Eventually Ruth returns to England with their baby daughter and the pair fight against the injustice of an empire with a vested interest in uranium mining and the political stability of South Africa under the control of the disgusting apartheid regime.
The film aroused intense anger in me for the majority of the viewing time, along with sadness, admiration, respect and the vicarious joy of the Khamas.
Eventually their plight is heard in court, where Seretse gives up his right to rule as King. The couple ask for permission to travel to Bechuanaland on a trip to put some family affairs in order, and whilst there he and his uncle make reparations and heal their rift. In another stirring speech, Seretse Khama calls for independence and the country’s first democratic elections.
Behind the scenes featurette:
From that moment on their personal destiny and that of Botswana begins to be fulfilled. History shows that Seretse Khama was a great leader as the country’s first president, overseeing rapid economic growth and prosperity as well as social reforms. Ruth continued with her humanitarian work and bore him four children, and their second child (first son), Ian Khama, is the fourth and current president of Botswana.

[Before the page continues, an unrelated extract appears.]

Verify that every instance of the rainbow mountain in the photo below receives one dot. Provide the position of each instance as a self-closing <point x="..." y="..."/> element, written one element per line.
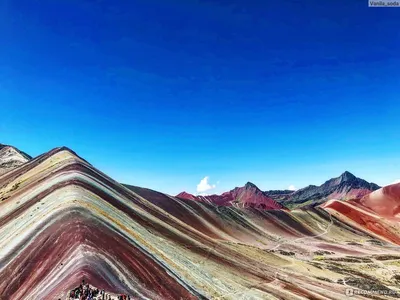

It really says something when Nelson Mandela himself was inspired by Seretse and Ruth Khama and what they achieved in Botswana as his vision for what could be done in South Africa.
To watch a beautifully made film that is based on actual events that inspires us to follow our hearts, whether it be for love, or any other goal or dream, no matter the obstacles, is worthy of a couple of hours of your time. It’s a must see in my humble opinion…
Film critic Mark Kermode also gives his stamp of approval:
It was a love story that I knew nothing of, but it’s not very often that our personal family history coincides with a nation’s history, and I do believe the film does them justice.
“We are convinced that there is justification for all the races that have been brought together in this part of Africa, by the circumstances of history, to live together in peace and harmony, for they have no other home but Southern Africa. Here we will have to learn how to share aspirations and hopes as one people, united by a common belief in the unity of the human race. Here rests our past, our present, and, most importantly of all, our future.”
~ Sir Seretse Khama (speech at the national stadium on the 10th anniversary of independence in 1976.)